Each index entry now looks like:

{
  "slug": "2026-01-18-STM32F334C8T6-CAN-NMEA2000-Implementation",
  "title": "Implementing NMEA 2000 Temperature Telemetry on STM32F334",
  "description": "Building a dual-message CAN bus system...",
  "category": "blogs",
  "snippet": "This article documents the implementation of a dual PGN NMEA 2000..."
}

The snippet is sent as part of the context to Mistral — it is what makes the answer grounded rather than generic.


5. The PHP Proxy

chat.php is the only server-side component. Its responsibilities:

Security

  • API key is hardcoded server-side — never exposed to the browser
  • CORS restricted to https://melnyk.ovh and localhost:3000
  • Input length capped at 500 characters
  • Context array stripped of HTML via strip_tags

Rate limiting

  • PHP sessions track request timestamps per visitor
  • Maximum 5 requests per 60-second window per session

Prompt construction

$system_prompt =
    "You are a helpful assistant for Artem Melnyk's personal technical blog. " .
    "Answer questions using ONLY the blog post excerpts provided below. " .
    "If the answer cannot be found in the context, say so honestly. " .
    "Be concise and technical.
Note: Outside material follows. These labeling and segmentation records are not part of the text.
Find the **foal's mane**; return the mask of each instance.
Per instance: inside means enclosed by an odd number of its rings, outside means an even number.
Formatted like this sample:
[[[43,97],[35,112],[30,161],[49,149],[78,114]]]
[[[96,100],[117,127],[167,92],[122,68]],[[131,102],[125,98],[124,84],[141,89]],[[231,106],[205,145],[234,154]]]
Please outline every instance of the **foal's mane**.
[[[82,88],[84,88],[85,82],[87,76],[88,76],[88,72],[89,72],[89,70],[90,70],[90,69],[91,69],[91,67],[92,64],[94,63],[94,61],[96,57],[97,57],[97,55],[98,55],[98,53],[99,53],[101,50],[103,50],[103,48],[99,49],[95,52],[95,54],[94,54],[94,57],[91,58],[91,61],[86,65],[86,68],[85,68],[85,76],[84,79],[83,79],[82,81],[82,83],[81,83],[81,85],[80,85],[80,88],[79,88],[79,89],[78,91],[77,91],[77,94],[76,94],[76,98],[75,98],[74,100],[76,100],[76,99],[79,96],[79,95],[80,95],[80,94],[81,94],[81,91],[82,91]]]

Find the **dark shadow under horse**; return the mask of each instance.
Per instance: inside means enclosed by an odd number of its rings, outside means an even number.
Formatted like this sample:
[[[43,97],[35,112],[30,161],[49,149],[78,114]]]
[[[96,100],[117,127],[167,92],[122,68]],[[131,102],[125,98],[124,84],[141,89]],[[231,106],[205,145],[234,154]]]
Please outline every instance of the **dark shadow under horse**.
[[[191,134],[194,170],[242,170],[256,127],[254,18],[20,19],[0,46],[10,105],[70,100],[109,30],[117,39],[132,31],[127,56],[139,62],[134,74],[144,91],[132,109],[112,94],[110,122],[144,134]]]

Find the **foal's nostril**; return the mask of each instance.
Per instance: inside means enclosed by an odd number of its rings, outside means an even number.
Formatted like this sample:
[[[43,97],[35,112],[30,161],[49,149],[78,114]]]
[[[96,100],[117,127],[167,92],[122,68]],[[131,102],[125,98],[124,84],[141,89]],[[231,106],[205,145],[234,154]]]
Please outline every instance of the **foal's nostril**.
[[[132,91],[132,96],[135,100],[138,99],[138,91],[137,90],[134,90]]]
Always reference the relevant post title.";

$user_message = "Blog post excerpts:\n\n{$ctx_str}\n\nQuestion: {$question}";

The system prompt constrains the model to the provided context and explicitly asks it to admit when it doesn't know — reducing hallucination risk.


6. The React Component

BlogChat.tsx is dynamically imported (ssr: false) on the blog list page so it doesn't affect static generation or server bundle size.

The flow on each user query:

  1. ContentIndexer.search(question) — runs js-search on the local index, filters to category: 'blogs', takes top 3
  2. If no results — short-circuits with a UI message, no API call made
  3. POST /chat.php with { question, context } — waits for Mistral response
  4. Renders the answer as pre-wrapped text, followed by source links

A client-side 3-second throttle prevents accidental double-submissions without relying on server state.


7. Classic Search vs. RAG — Side by Side

Feature js-search (before) RAG with Mistral (now)
Query type Keywords Natural language
Answer format List of links Synthesised prose
Cross-article reasoning No Yes
Handles typos / synonyms Partial Yes
Cited sources No Yes (with links)
Works offline Yes No
API cost Free ~$0.002 / query
Latency < 50 ms 1–3 s
Hallucination risk None Low (grounded)

The two approaches are complementary. The existing keyword search remains for fast exact lookups; RAG handles exploratory and conversational queries.


8. Next Steps

Short term

  • Stream the response — Mistral supports SSE streaming; showing tokens as they arrive would improve perceived latency
  • Expand the index — include full article content in chunks (512 tokens each) rather than a 600-char flat snippet; improves recall on long posts
  • Add the RAG widget to individual blog pages — ask follow-up questions while reading a post

Medium term

  • Vector embeddings — replace js-search retrieval with cosine similarity over mistral-embed vectors stored in a static JSON file; significantly better semantic recall
  • Multi-turn conversation — maintain a message history so users can ask follow-up questions in context
  • Feedback loop — a thumbs up/down button on answers to learn which queries the current retrieval handles poorly

Long term

  • Hybrid retrieval — BM25 (keyword) + embedding similarity, re-ranked by a cross-encoder; the gold standard for production RAG
  • Move to an edge runtime — if the site ever migrates off shared hosting, a Cloudflare Worker or Vercel Edge Function would drop latency to under 200 ms globally

Conclusion

A personal blog on shared static hosting is not the obvious place to deploy RAG. But the combination of a pre-built JSON index for retrieval, a PHP proxy to guard the API key, and Mistral's free tier for generation makes it entirely practical — with zero infrastructure changes and about two hours of implementation.

The result is a search experience that understands questions rather than matching tokens, and answers them with direct citations to the actual content. For a technical blog covering diverse topics from STM32 firmware to LLM platforms, that is a meaningful improvement.